Após três anos de negociações, um contrato provisório foi firmado para dar continuidade ao Acordo inicial. Agora chamado de International Accord for Health and Safety in the Textile and Garment Industry, o novo tratado mantém a capacidade de sujeitar os varejistas a ações judiciais se suas fábricas não cumprirem os padrões de segurança do trabalho; responsabilidade compartilhada pela governança entre fornecedores e marcas; treinamento e monitoramento do comitê de segurança supervisionado pelo Conselho de Sustentabilidade RMG, com sede em Bangladesh; e um mecanismo de reclamações independente.

Entre as novas conquistas para esse acordo de 26 meses, estão o comprometimento das marcas a expandirem as diretrizes para pelo menos um outro país além de Bangladesh, a ampliação do escopo da cobertura para saúde e segurança geral, em vez de apenas segurança contra incêndio e construção, entre outras conquistas. Embora seja um tratado provisório, foi visto como vitória pelas lideranças, pois havia o medo de voltar à estaca zero, o que prejudicaria trabalhadores, principalmente após os impactos da pandemia. Já assinaram esse novo acordo a H&M e Inditex, e o esperado é que outros grupos assinem nos próximos dias.

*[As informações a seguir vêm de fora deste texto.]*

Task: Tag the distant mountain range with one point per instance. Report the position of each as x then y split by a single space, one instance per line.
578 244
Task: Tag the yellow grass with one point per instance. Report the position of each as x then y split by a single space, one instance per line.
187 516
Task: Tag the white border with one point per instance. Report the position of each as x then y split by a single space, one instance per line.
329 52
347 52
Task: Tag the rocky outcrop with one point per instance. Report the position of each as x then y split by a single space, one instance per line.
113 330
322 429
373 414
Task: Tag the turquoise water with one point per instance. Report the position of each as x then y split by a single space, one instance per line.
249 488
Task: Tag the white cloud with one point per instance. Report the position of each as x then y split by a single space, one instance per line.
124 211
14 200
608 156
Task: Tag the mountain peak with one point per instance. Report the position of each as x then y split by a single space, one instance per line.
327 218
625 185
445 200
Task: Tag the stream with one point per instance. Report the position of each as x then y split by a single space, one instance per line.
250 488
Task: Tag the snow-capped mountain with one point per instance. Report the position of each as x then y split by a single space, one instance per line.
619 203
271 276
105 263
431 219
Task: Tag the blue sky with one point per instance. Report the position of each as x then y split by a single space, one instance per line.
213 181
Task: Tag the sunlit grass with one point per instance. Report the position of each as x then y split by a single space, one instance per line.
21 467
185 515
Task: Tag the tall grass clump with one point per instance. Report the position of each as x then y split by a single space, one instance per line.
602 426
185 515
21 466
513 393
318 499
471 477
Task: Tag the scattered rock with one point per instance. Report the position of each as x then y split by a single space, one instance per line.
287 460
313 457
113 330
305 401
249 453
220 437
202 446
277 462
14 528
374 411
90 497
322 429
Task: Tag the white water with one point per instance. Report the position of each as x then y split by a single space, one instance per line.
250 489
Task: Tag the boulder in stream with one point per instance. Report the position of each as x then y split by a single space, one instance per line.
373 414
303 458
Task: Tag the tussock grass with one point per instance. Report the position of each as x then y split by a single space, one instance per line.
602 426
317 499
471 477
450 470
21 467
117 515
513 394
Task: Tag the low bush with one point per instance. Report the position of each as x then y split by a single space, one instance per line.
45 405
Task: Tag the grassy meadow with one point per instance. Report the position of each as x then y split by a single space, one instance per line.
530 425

Mas o Acordo é suficiente?

A própria demora das tratativas evidencia a importância do tratado, mas Kim van der Weerd, co-apresentadora do Manufactured Podcast, escritora, consultora e ex-gerente de fábrica de roupas, trouxe pontos pertinentes sobre alguns dos problemas do Acordo ser visto como uma solução exemplar. O primeiro deles tem a ver com colocar os fornecedores como um problema, quando a real questão é a má distribuição dos riscos e recompensas, o que deixa os fornecedores muito mais frágeis.

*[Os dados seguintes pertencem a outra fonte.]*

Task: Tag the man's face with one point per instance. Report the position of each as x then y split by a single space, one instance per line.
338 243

“Não estou dizendo que os fornecedores não são parte do problema. No entanto, as condições de trabalho inseguras não são o resultado de ‘maçãs podres’ ou policiamento ineficaz, elas são o resultado de riscos financeiros e recompensas desigualmente distribuídos”, afirmou ela em seu texto sobre o Acordo, no Medium. Para exemplificar o que Kim está dizendo, podemos pegar a pandemia e como a falta de pagamentos das varejistas aos fornecedores por pedidos já prontos quase levou a indústria confeccionista em Bangladesh ao colapso. No Brasil, um cenário não muito diferente escancarou a desigualdade entre os elos do setor e mais uma vez mostrou a situação de fragilidade das confecções frente ao grande varejo. Uma transformação para conquistas mais perenes e sólidas exige que os fornecedores deixem de suportar desproporcionalmente os custos de produção.

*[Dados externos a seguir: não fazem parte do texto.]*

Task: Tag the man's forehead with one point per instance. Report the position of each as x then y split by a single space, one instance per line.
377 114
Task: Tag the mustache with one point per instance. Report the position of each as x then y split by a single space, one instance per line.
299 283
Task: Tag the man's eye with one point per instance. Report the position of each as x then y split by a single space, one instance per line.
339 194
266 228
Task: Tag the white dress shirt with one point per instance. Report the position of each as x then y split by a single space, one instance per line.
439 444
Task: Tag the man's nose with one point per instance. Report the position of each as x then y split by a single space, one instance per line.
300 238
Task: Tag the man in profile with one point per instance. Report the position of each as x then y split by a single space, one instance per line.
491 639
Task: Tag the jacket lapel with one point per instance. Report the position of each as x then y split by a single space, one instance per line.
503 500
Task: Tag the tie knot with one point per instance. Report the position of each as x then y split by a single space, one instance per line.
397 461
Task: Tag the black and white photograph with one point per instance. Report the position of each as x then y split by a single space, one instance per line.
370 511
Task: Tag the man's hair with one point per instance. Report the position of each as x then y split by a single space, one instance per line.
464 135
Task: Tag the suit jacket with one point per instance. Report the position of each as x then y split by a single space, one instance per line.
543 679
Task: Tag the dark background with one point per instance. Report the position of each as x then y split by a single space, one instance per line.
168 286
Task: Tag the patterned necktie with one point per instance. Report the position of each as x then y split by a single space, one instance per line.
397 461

Outro problema é o formato de baixo para cima, que exclui fornecedores do diálogo. A tentativa mais recente de incluir a International Apparel Federation (IAF) foi malograda. Não incluir os fornecedores pode aumentar a tensão entre fornecedores e trabalhadores, algo que Karen alerta não ser particularmente ruim para as varejistas, pelo contrário: “narrativas de sustentabilidade que posicionam as marcas como protetoras dos trabalhadores, e colocam trabalhadores e gerentes de fábrica uns contra os outros, com cheiro de colonialismo, é uma tática de dividir e conquistar implantada para manter dois grupos marginalizados lutando entre si enquanto obscurecem o fato de que o “pedaço do bolo” proporcionado pelas marcas aos trabalhadores e proprietários de fábricas continua a diminuir”.

Em suma, o Acordo de Bangladesh é um avanço e, de fato, há melhorias inegáveis nas estatísticas de acidentes prediais no país. Mas ele não toca na estrutura do problema: as desigualdades entre os atores e como as práticas das varejistas em colocar nos fornecedores os custos de produção de forma adiantada e, com isso, imputar a eles o risco financeiro, tem garantido a elas maiores margens de lucro enquanto fornecedores e trabalhadores se espremem financeiramente com poucas garantias.

Nesse sentido, Karen questiona: “uma marca está disposta a assumir um compromisso financeiro igual a pelo menos 50% da demanda projetada por um período igual ao lead time total da cadeia de abastecimento? Ou, em segundo lugar, uma marca está disposta a fazer os preços de compra dependerem das variações das projeções de demanda dentro de um determinado período de tempo (o tempo total de produção do produto)?”. Caso positivo, isso realmente seria capaz de mudar a realidade de forma contundente.